La tocophobie : quand porter la vie fait peur
Lina a 32 ans et rêve d’être mère. Mais chaque fois que l’idée d’une grossesse s’approche, quelque chose en elle se ferme. En effet, elle a grandi en écoutant les récits d’accouchements douloureux de sa famille, des années à n’entendre que le pire. Aujourd’hui, malgré son désir d’enfant, une peur qu’elle ne contrôle pas la retient.
Ina, elle, a 26 ans. Sa peur ne vient pas d’histoires racontées, mais d’une blessure plus intime : une agression jamais vraiment résolue, qui a fini par lier, dans son esprit, grossesse et vulnérabilité. Chaque pensée liée à la maternité ravive quelque chose qu’elle croyait avoir laissé derrière elle.

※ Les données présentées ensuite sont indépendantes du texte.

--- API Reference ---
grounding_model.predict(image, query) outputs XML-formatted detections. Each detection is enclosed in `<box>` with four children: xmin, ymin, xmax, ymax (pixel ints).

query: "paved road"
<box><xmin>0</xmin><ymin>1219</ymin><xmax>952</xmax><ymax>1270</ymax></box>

Deux femmes, deux histoires très différentes. Pourtant un même mot pour les nommer : la tocophobie.
C’est quoi, exactement ?
Du grec tokos (naissance) et phobos (peur) : la tocophobie, c’est la peur intense et paralysante de la grossesse et de l’accouchement. En réalité, ce n’est pas le trac normal avant de devenir maman, mais une vraie peur, profonde, qui peut empêcher certaines femmes d’envisager la maternité, même quand elles la désirent.
Comment se manifeste la tocophobie ?
Le corps et l’esprit envoient des signaux forts :
- La nuit devient hostile. Des cauchemars reviennent, encore et encore, mettant en scène un accouchement qui tourne mal. Résultat : on se réveille en sueur, le cœur qui cogne.
- Le simple mot « grossesse » suffit à déclencher la panique. Souffle court, mains moites, tremblements, le corps réagit comme face à un danger réel.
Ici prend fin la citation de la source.